The term "phenolics" used herein means a compound or compounds selected from the group consisting of phenol, o-, m- and p-cresol, saligenine, o-, m- and p-hydroxybenzaldehyde, salicylic acid, catechol, 3-methylcatechol and 4-methylcatechol, etc.
2. Description of the Prior Art
Heretofore, waste liquors containing phenolics have been known which contain high concentration of formaldehyde in addition to high concentration of phenolics, such as waste liquors discharged from phenolic resin production plants and the like. Phenolics and formaldehyde have large adverse influences on biological treatment of such waste liquor due to their toxicities.
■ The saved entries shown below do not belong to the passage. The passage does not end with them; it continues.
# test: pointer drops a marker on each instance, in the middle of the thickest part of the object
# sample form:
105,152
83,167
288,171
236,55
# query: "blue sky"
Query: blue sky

A conventional process of treating such waste liquor is to dilute the waste liquor by using a large amount of dilution water or treat the waste liquor by a complicated physicochemical and/or chemical treatment to reduce their toxicities in the waste liquor, and thereafter treat the waste liquor of reduced toxicities by means of activated sludge method, as described in Japanese Patent Application laid-open No. 62,659/79. However, the method has drawbacks in that the use of a large amount of dilution water necessarily increases the amount of the waste liquor to be treated to an extremely large extent, that a cost of the dilution water is not always cheap but rather expensive, that the physicochemical and/or chemical treatment necessitates a large amount of chemicals, labours, work time and a large scale of apparatus, and that the activity of acclimated bacterium in the sludge is hardly maintained because they are weak to fluctuation in phenolics concentration of an influent waste liquor to be treated. From this reason, the inventors have formly proposed a method of treating waste liquors containing phenolics by removing phenolics by means of a microorganism of genus Aureobasidium and obtained Japanese Pat. No. 1,087,941, which was however not perfectly satisfactory.